Colorado Secretary of State Jena Griswold's office has approved a petition for a ballot measure that would ask voters to weigh in on the issue of a national popular vote for president.
The law, signed by Gov. Jared Polis on March 15, adds Colorado to a list of 11 states that would commit their electors to the presidential candidate who wins the popular vote nationwide, regardless of who wins in each state.
The multistate compact would need approval by states with at least 270 electoral-college votes before it could be put into place, something even supporters say is unlikely before the 2020 election.
The petition for a statewide vote on the matter is being offered by opponents of the popular-vote law. According to a tweet Thursday from Dwight Shellman, a manager within the elections division, the petition was approved.

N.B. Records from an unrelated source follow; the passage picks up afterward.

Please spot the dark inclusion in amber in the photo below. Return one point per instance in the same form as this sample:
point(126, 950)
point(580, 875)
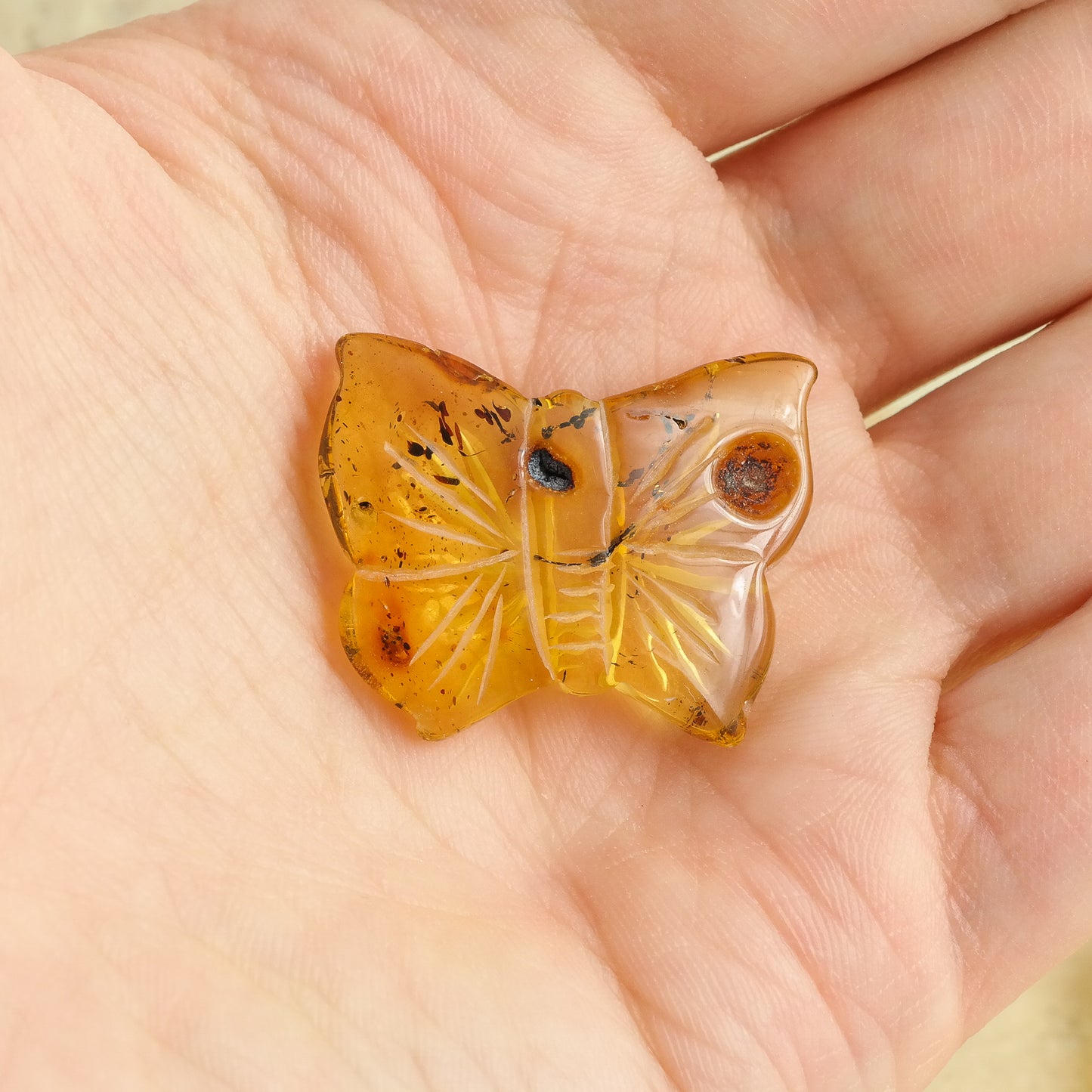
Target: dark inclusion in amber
point(503, 543)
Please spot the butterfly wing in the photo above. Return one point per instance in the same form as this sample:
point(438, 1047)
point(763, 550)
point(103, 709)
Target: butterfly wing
point(419, 466)
point(716, 481)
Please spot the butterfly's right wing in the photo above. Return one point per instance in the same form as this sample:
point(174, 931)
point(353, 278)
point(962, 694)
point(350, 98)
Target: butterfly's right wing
point(716, 481)
point(421, 469)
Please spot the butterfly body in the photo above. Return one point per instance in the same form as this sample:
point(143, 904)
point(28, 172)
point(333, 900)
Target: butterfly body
point(505, 543)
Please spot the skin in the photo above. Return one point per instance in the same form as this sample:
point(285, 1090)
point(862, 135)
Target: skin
point(225, 864)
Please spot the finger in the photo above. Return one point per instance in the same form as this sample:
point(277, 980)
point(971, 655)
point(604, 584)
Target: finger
point(1013, 795)
point(725, 71)
point(993, 472)
point(936, 215)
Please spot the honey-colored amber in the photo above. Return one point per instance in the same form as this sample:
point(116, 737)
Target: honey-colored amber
point(503, 543)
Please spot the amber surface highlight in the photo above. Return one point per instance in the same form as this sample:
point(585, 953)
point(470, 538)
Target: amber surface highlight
point(503, 543)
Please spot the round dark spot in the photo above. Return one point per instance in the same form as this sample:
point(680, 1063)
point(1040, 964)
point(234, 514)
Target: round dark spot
point(758, 475)
point(549, 472)
point(394, 647)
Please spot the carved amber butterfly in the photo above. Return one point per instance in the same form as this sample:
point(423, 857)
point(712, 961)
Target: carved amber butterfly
point(503, 543)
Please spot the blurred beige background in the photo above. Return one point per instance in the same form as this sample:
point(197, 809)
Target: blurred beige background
point(1041, 1043)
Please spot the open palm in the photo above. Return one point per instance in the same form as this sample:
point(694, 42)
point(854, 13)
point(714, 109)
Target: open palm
point(225, 862)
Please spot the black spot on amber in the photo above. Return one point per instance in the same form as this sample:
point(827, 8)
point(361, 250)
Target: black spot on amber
point(758, 475)
point(394, 645)
point(549, 472)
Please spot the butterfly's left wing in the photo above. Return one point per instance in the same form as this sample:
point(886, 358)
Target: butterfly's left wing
point(421, 469)
point(716, 481)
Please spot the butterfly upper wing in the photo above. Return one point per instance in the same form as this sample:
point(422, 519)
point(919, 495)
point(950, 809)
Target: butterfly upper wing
point(419, 463)
point(692, 625)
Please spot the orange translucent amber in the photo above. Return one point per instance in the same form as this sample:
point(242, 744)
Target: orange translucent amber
point(503, 543)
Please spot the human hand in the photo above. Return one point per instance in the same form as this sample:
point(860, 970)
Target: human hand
point(225, 862)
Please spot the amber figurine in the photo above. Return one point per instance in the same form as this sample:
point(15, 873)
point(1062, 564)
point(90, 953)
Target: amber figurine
point(503, 543)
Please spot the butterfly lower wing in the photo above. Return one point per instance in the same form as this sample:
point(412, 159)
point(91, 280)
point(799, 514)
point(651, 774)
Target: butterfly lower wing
point(694, 631)
point(419, 466)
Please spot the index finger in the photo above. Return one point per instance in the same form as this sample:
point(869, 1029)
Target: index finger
point(726, 71)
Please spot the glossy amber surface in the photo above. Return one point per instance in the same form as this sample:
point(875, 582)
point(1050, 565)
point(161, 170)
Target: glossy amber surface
point(503, 543)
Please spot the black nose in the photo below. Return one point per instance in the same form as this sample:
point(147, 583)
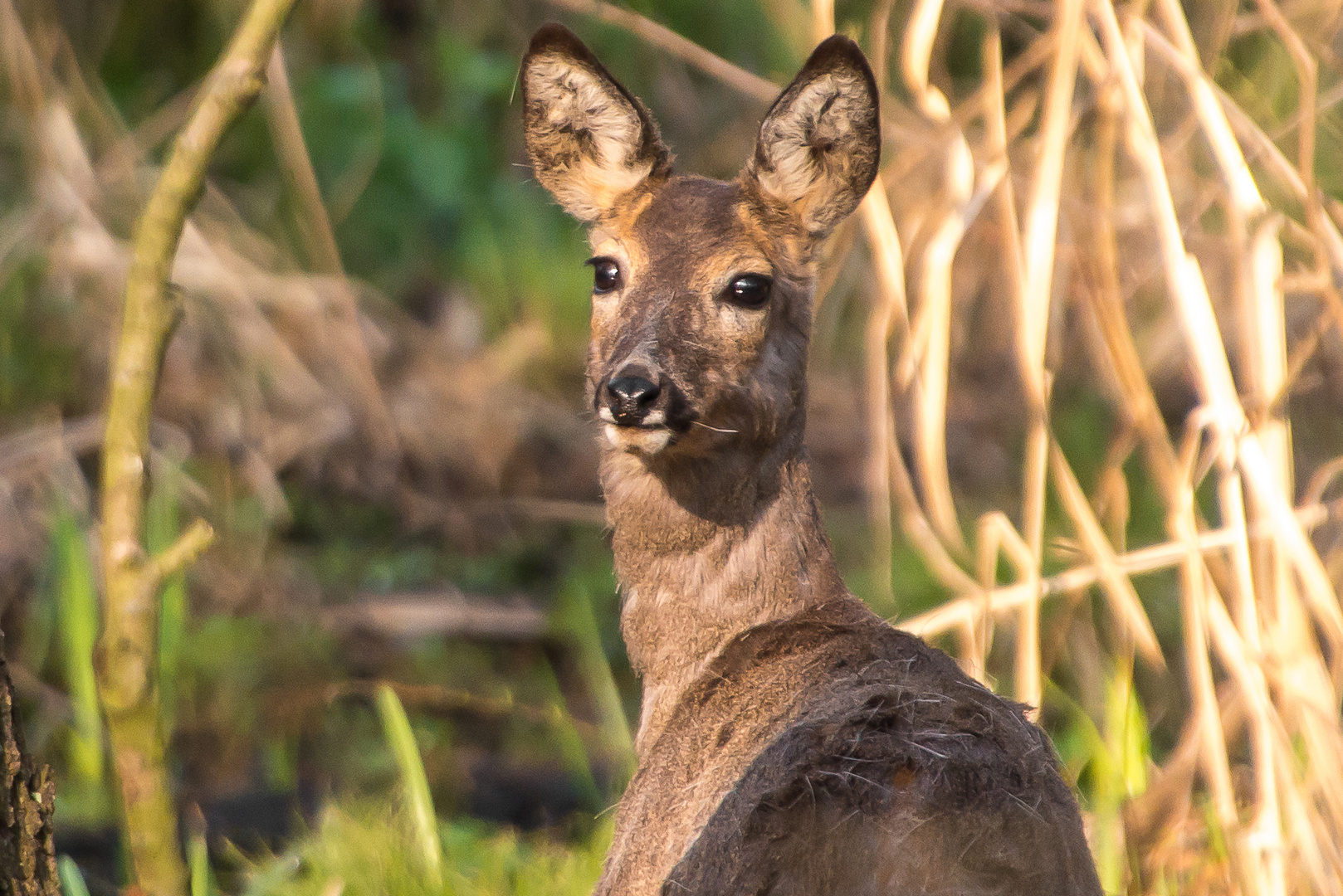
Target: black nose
point(630, 398)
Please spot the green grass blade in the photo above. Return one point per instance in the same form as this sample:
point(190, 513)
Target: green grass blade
point(575, 617)
point(400, 740)
point(71, 879)
point(77, 611)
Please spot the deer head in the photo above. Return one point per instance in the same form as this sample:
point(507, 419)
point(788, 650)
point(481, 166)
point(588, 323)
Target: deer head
point(701, 301)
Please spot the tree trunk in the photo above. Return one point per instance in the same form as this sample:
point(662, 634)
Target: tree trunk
point(27, 798)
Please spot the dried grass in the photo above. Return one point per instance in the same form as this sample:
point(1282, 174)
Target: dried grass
point(1062, 201)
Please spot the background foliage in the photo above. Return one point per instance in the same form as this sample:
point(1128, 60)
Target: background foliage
point(464, 563)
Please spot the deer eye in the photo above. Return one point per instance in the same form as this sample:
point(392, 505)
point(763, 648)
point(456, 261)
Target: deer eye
point(606, 275)
point(750, 290)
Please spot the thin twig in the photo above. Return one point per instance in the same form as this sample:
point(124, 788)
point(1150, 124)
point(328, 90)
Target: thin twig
point(126, 646)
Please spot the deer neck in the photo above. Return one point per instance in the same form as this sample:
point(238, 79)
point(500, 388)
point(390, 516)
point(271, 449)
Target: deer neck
point(706, 548)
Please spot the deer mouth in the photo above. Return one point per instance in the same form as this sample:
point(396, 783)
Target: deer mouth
point(647, 436)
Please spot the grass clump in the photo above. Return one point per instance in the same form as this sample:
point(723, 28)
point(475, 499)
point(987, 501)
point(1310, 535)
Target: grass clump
point(360, 850)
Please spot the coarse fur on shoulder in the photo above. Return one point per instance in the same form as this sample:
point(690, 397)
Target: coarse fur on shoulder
point(790, 742)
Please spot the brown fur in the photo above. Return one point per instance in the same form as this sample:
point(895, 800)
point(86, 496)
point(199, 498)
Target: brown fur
point(790, 743)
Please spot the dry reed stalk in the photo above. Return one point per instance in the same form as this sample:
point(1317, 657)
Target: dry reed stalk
point(1189, 293)
point(931, 340)
point(889, 306)
point(1136, 562)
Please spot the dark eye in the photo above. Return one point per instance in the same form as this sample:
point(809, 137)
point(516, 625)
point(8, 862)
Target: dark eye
point(606, 275)
point(750, 290)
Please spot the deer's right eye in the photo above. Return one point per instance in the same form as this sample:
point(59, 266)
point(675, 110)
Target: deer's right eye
point(606, 275)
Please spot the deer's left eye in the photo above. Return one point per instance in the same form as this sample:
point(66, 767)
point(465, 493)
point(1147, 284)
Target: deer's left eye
point(750, 290)
point(606, 275)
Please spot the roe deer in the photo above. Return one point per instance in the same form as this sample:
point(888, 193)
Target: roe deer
point(790, 742)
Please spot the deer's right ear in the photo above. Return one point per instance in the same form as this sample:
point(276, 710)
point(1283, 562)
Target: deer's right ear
point(588, 139)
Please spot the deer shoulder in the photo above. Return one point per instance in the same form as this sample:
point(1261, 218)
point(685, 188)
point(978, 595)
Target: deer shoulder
point(790, 742)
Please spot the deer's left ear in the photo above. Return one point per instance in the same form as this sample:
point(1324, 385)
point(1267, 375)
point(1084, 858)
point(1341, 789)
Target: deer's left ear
point(588, 139)
point(819, 144)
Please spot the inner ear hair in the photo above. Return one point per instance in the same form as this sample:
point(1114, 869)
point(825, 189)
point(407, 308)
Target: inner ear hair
point(588, 139)
point(819, 144)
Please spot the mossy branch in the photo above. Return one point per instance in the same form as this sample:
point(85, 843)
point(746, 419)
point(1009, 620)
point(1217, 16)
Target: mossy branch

The challenge to Senate Bill 42 was launched by Mesa County Commissioner Rose Pugliese and Monument Mayor Don Wilson, who announced they would seek a petition drive on Feb. 21, before the bill had even passed the General Assembly.
The backers now have until Aug. 1 to collect nearly 125,000 signatures in order to get the measure onto the November 2020 ballot. They've also filed an issue committee -- Coloradans Vote -- that will accept contributions toward the effort.
If the petition drive is successful and a question is placed on the fall 2020 ballot, SB 42 will not take effect until the statewide vote takes place.
According to Shellman, the last time voters challenged a law passed by the General Assembly and signed by the governor -- a measure involving taxation of margarine -- was in 1932. It's unknown whether the challenge passed or failed.